Il capro espiatorio a Milano si chiama Pangos. Qualche settimana fa, dalle colonne del Corriere della sera, Daniele Dallera ne aveva chiesto il taglio. Zapelloni dice: Per qualcuno le colpe sono tutte di Pangos, un playmaker con i suoi limiti d’accordo, ma un play a cui qualcuno ha affidato le chiavi dell’auto che è una fuoriserie, non una city car. Messina l’altra sera è arrivato a lasciarlo in tribuna, indicandolo alla pubblica piazza come l’origine del male. Il Messina presidente guardi negli occhi il suo allenatore e capisca se ha ancora dentro il fuoco per riaccendere l’anima di giocatori che sembrano non aver più voglia di sputare sangue  non arrivare ai playoff di Eurolega (se non alle final four ) sarebbe un fallimento.
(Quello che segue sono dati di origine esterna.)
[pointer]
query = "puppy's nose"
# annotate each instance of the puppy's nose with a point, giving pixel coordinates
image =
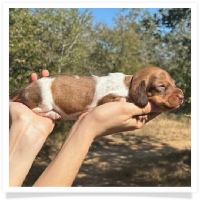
(180, 97)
Andrea Tosi sulla Gazzetta dello sport ha parlato di un rapporto tecnico incrinato da troppe prove sotto tono del regista canadese di passaporto sloveno, lontano parente del giocatore tutto ritmo, assist e triple ammirato sempre in Eurolega con le maglie di Zalgiris e Zenit. Inoltre anche il rapporto nello spogliatoio si è probabilmente guastato per il fatto che Pangos, dopo l’esclusione, non si è fatto vivo al Forum in mezzo agli altri compagni esclusi, evitando di stare vicino alla squadra in una partita delicata finita male. Il suo prendere le distanze dal gruppo è stato un messaggio forte e chiaro. Intanto si narra che con diplomazia il club stia cercando di arrivare a una transazione economica

 

Quanto alla Virtus Bologna, siamo a cinque vittorie consecutive dopo il 93-81 all’Efes Istanbul di ieri sera. Primo posto insieme al Real Madrid, Fenerbahçe, Barcellona e Valencia. Walter Fuochi su Repubblica Bologna ha scritto:  L’uomo dei sogni si chiama, una volta di più, Toko Shengelia, che segna, fa segnare, dirige, digrigna. Infila cioè 5 tiri su 12 (più 9/11 liberi), acchiappa 12 rimbalzi, smazza 6 assist, da migliore nei comparti in cui la Virtus giganteggia: i rimbalzi d’attacco ( 17), ossigeno per andare prima o poi in gol, e i passaggi vincenti (12 più del nemico). Accanto all’Assiro, Dunston racconta ai vecchi amici di 8 anni sul Bosforo che il migliore dei centri è ancora lui (7/ 8, 6 rimbalzi), Belinelli spiega che la Nba è lontana, ma non troppo, se butta ancora dentro un sugoso 4/7, Smith manda a dire di non essere una comparsa nel gruppo, timbrando un 5/6 letale e, dietro, levando dal campo Beaubois fin lì micidiale. La giocano tutti, e perfino il pulcino nero Cacok fa coincidere la fuga per la vittoria coi suoi ruggenti 5’ in campo, firmando due canestri di rabbia potente

Un altro capolavoro di Luca Banchi, arrivato in panchina al posto di Scariolo un quarto d’ora prima che iniziasse la stagione, dopo il bellissimo Mondiale da cittì della Lettonia.